Ten thousand people with multiple sclerosis in the UK should be allowed to use cannabis legally in order to relieve their “relentless and exhausting” symptoms, experts in the disease have told ministers.
The MS Society claims the one in 10 sufferers of the condition whose pain and spasticity cannot be treated by medication available on the NHS should be able to take the drug without fear of prosecution.
The evidence on cannabis’s effectiveness, while not conclusive, is now strong enough that the government should relax the ban on the drug for MS patients who have no other treatment options, the society says in a report.
Doctors who treat MS patients have backed the society’s call, as have the Liberal Democrats and the Green party. Legalisation would ease “the extremely difficult situation in which many people with MS find themselves”, the charity said.
The society is calling for the first time for the 10,000 patients – one in 10 of the 100,000 people in Britain with MS – to be able to access cannabis without fear of arrest.
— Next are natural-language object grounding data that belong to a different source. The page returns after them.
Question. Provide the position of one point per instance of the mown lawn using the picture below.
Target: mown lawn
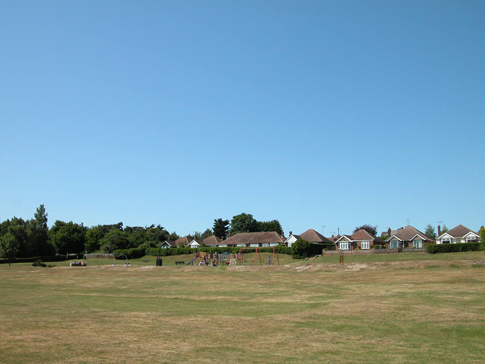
(424, 309)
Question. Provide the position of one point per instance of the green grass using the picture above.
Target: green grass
(365, 311)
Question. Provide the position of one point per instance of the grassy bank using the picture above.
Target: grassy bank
(424, 311)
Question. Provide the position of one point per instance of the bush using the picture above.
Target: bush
(452, 248)
(38, 263)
It has changed its position after reviewing the evidence, consulting its medical advisers and seeking the views of 3,994 people who have the condition.
“We think cannabis should be legalised for medicinal use for people with MS to relieve their pain and muscle spasms when other treatments haven’t worked,” said Genevieve Edwards, the MS Society’s director of external affairs.
“The level of clinical evidence to support cannabis’s use for medicinal purposes is not conclusive. But there is sufficient evidence for our medical advisers to say that on the balance of probability, cannabis could benefit many people with MS experiencing pain and muscle spasms.”
The charity is also urging NHS bosses to make Sativex, a cannabis-based drug used by some people with MS, available on prescription across the UK so that patients who can afford it no longer have to acquire it privately, at a cost of about £2,000 a year. Wales is the only home nation to provide the mouth spray through the NHS.
Patients’ inability to access Sativex on the NHS in England, Scotland and Northern Ireland “has resulted in many people with MS turning to illegal forms of cannabis as an alternative. It’s simply not right that some people are being driven to break the law to relieve their pain and spasticity. It’s also really risky when you’re not sure about the quality or dosage of what you’re buying,” Edwards said.
Norman Lamb, the Lib Dem health spokesman, said: “This is the strongest proof yet that the existing law on cannabis is a huge injustice that makes criminals of people whose only crime is to be in acute pain. This draconian law is potentially opening anything up to 10,000 MS sufferers to prosecution, and underlines why the Liberal Democrats have braved a tabloid backlash to campaign for the legalisation of cannabis. It is about time the government listened to the science.”
One in five (22%) MS patients who took part in a survey by the society said they had used cannabis to help manage their symptoms, but only 7% were still doing so. A quarter (26%) of those who had stopped taking it said they had done so out of fear of prosecution. Another 26% of respondents had considered trying cannabis but had not done so for the same reason and also because they were concerned about the drug’s safety.
Doctors are divided over cannabis’s potential role in treating MS. Some are supportive while others are anxious about endorsing the use of a drug that can cause psychiatric problems. The Royal College of GPs said it was currently drawing up policy on the issue and could not comment. The Royal College of Physicians, which represents hospital doctors, said it had no policy on the issue.
Dr Willy Notcutt, a pain management specialist at the James Paget hospital in Norfolk, who has been treating MS patients for more than 20 years, said: “Every week I come across patients wishing to use cannabis to control their symptoms but who are unable to get proven drugs like Sativex from the NHS. Many patients seek illegal cannabis to get help. They can’t be sure of its origin but are being forced to commit a criminal act in order to obtain relief.”
Dr Waqar Rashid, a consultant neurologist at Brighton and Sussex University Hospitals NHS trust, said: “[Cannabis is] not a cure-all, and there are other treatments that should be tried first. But it makes sense for criminality not be a barrier to a treatment which could reduce the debilitating impact of symptoms and transform someone’s quality of life.”